RE: [PATCH 1/3] ipc: convert ipc_namespace.count from atomic_t to refcount_t

From: Reshetova, Elena
Date: Mon Jul 10 2017 - 08:11:46 EST


> "Reshetova, Elena" <elena.reshetova@xxxxxxxxx> writes:
>
> >> "Reshetova, Elena" <elena.reshetova@xxxxxxxxx> writes:
> >>
> >> 2>> Elena Reshetova <elena.reshetova@xxxxxxxxx> writes:
> >> >>
> >> >> > refcount_t type and corresponding API should be
> >> >> > used instead of atomic_t when the variable is used as
> >> >> > a reference counter. This allows to avoid accidental
> >> >> > refcounter overflows that might lead to use-after-free
> >> >> > situations.
> >> >>
> >> >> In this patch you can see all of the uses of the count.
> >> >> What accidental refcount overflows are possible?
> >> >
> >> > Even if one can guarantee and prove that in the current implementation
> >> > there are no overflows possible, we can't say that for
> >> > sure for any future implementation. Bugs might always happen
> >> > unfortunately, but if we convert the refcounter to a safer
> >> > type we can be sure that overflows are not possible.
> >> >
> >> > Does it make sense to you?
> >>
> >> Not for code that is likely to remain unchanged for a decade no.
> >
> > Can we really be sure for any kernel code about this? And does it make
> > sense to trust our security on a fact like this?
>
> But refcount_t doesn't fix anything. At best it changes a bad bug to a
> less bad bug. So now my machine OOMS instead of allows a memory
> overwrite. It still doesn't work.

Well, it is a step forward from security standpoint. OOMS is really hard
to exploit vs. memory overwrites. Pretty much all exploits need either
memory write or memory read, out of memory is really much harder to
exploit.

>
> Plus refcount_t does not provide any safety on the architectures where
> it is a noop.

Not sure I understood this. What do you mean by "noop"?
refcount_t is currently architecture independent.


>
> >> This looks like a large set of unautomated changes without any real
> >> thought put into it.
> >
> > We are soon into the end of the first year that we started to look into
> > refcounter overflow/underflow problem and coming up this far was
> > not easy enough (just check all the millions of emails on kernel-hardening
> > mailing list). Each refcount_t conversion candidate was first found by Coccinelle
> > analysis and then manually checked and converted. The story of
> > refcount_t API and all discussions go even further.
> > So you can't really claim that there is no " thought put into it " :)
>
> But the conversion of the instance happens without thought and manually.
> Which is a good recipe for typos. Which is what I am saying.
>
> There have been lots of conversions like that in the kernel and
> practically every one has introduced at least one typo.

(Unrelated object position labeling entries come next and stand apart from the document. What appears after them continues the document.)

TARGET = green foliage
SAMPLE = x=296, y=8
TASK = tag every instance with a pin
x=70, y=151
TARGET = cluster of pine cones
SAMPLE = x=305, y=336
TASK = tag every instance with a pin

What do you exactly mean by "typo"? Typos should be detected at these stages:

1) typos like wrong function name etc. can be found at compile time
(trust me I have found a number of these on the very first iteration with patches)
2) "typos" (not sure if it is correct to call them typos) like usage of wrong refcount_t
API vs. original atomic_t API can be found during internal reviews or reviews by maintainers
3) much bigger problem is actually not any typos, but hidden issues that show up only
in run-time that detect underflows/overflows or inability to increment from zero.
These only are nasty, but given that refcount_t WARNs left and right about them,
we can detect them fast.

I don't know what is a better recipe for doing API changes like this?
Do you have any suggestions?

>
> So from an engineering standpoint it is a very valid question to ask
> about. And I find the apparent insistence that you don't make typos
> very disturbing.
>
> > That almost always results in a typo somewhere
> >> that breaks things.
> >>
> >> So there is no benefit to the code, and a non-zero chance that there
> >> will be a typo breaking the code.
> >
> > The code is very active on issuing WARNs when anything goes wrong.
> > Using this feature we have not only found errors in conversions, but
> > sometimes errors in code itself. So, any bug would be actually much
> > faster visible than using old atomic_t interface.
> >
> > In addition by default refcount_t equals to atomic, which also gives a
> > possibility to make a softer transition and catch all related bugs in couple
> > of cycles when enabling CONFIG_REFCOUNT_FULL.
>
> But if you make a typo and change one operation for another I don't see
> how any of that applies.

It is hard to make a "typo" to change one operation to another. It is not a
one-two char mismatch error. When doing these patches we followed the
logic of "less code changes - better" (since less chances of making mistake),
so if in some cases functions are changed (like from atomic_sub to
refcount_sub_and_test(), or from atomic_inc_not_zero() to atomic_inc() etc.)
there was a reason for making it and the change wasn't automatic and without
thinking at all. Again, we do have our maintainers also to catch if a change that
we did doesn't actually work for them right?

Best Regards,
Elena.
>
> And that is what it looks like I we are looking at here.
>
> Eric